Other pastors on the conference call, all of whom signed Floyd’s appeal, were immediate past SBC president Fred Luter, pastor of Franklin Avenue Baptist Church in New Orleans; immediate past NAAF president A.B. Vines, pastor of New Seasons Church in Spring Valley, Calif.; Steve Gaines, pastor of Bellevue Baptist Church in Memphis, Tenn.; and Ted Traylor, senior pastor of Olive Baptist Church in Pensacola, Fla.
Among Hispanic signatories is David Galvan, senior pastor of Primeria Iglesia Baptista Nueva Vida New Life in Dallas, who told Baptist Press he shares Floyd’s heartbeat and concern for racial reconciliation and justice.
“Our business is souls, regardless of race or social status,” said Galvan, a former SBC second vice president. “We care about people and especially those of the household of faith. God addressed injustice and the lack of mercy when He spoke to the Israel of old and therefore we too must address alleged injustices.”
The church should spread the gospel among all peoples, regardless of race or social status, Galvan said.
“Racial reconciliation is not a political posture. For us, it is the way the body of Christ operates. It is the mind of Christ,” Galvan said, referencing his congregation. “Though we minister primarily to a Spanish-speaking constituency, we also have an outreach to everyone in our community that understands English, and we have had an English-speaking worship service for over 30 years. Our English service is attracting people of varying backgrounds.”
Traylor, in Romania on a mission trip, told Baptist Press in an email that talking with other pastors on the conference call was helpful.
“I hear much about having a conversation regarding racial issues but I do not see many happening. [Floyd’s initiative] put me in a conversation that was healthy, helpful and educational,” Traylor said. “I hope Southern Baptists will seek to have these kinds of conversations that lead to action.”
Southern Baptists should follow Jesus’ example in preaching to set the captives free, Traylor said.
“When injustice is in the air, we as church leaders need to call sin what it is and we need to encourage those who are speaking for those that cannot speak for themselves,” Traylor said. “Jesus preached to set free the oppressed and we must do the same.”
Paul Kim, pastor emeritus of Antioch Baptist Church in Cambridge, Mass., signed the letter and recruited other pastors from Asian communities within the SBC to do the same.
Although the United States is composed of united governments, the country has missed the mark in racial unity, said Kim, who came to the U.S. from Korea in 1967 and served two military tours in the U.S. Army.
“Somehow we are not united racially,” Kim told Baptist Press. “I don’t get that America, we claim we are united states, but now we are not united, because of racial issues. We are totally separated. I have not seen the unity that Jesus speaks about” among believers.

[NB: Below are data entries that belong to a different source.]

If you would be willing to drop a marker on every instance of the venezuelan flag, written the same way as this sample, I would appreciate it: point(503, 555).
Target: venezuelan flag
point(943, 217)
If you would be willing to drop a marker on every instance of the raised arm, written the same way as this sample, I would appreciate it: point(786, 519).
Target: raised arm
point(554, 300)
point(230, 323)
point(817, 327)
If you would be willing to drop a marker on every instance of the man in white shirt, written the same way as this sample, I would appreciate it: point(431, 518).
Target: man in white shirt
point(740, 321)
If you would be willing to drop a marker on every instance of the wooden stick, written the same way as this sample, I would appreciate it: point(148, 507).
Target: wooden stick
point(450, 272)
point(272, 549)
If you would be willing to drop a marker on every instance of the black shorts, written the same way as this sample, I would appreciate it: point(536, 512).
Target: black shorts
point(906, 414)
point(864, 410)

Southern Baptists need to actively pursue racial reconciliation and encourage others to do the same, Kim said. As the church is one body, when one person hurts, the others hurt as well, said Kim, who chairs the Executive Committee’s Asian American Advisory Council.
Other Asian pastors who signed the appeal are Filipino Roger Manao, senior pastor of Philadelphia Bible Church International in Philadelphia, Pa.; Simon Tsoi, pastor emeritus, First Chinese Baptist Church in Phoenix; and Vietnamese Christian Phan, senior pastor of Agape Baptist Church in Renton, Wash.
Remaining signatories are Vance Pitman, senior pastor, Hope Church, Las Vegas; Jack Graham, senior pastor, Prestonwood Baptist Church, Plano, Texas; J.D. Greear, senior pastor, The Summit Church, Raleigh-Durham, N.C.; Manuel Martinez Sr., senior pastor, Primera Iglesia Bautista, Irving, Texas; Timmy R. Chavis, senior pastor, Bear Swamp Baptist Church, Pembroke, N.C.; Bucas Sterling III, senior pastor, Kettering Baptist Church, Upper Marlboro, Md.; Dennis W. Mitchell, senior pastor, Greenforest Community Baptist Church, Decatur, Ga.; and Frank Williams, senior pastor, Wake-Eden Community Baptist Church and Bronx Baptist Church, both in Bronx, N.Y.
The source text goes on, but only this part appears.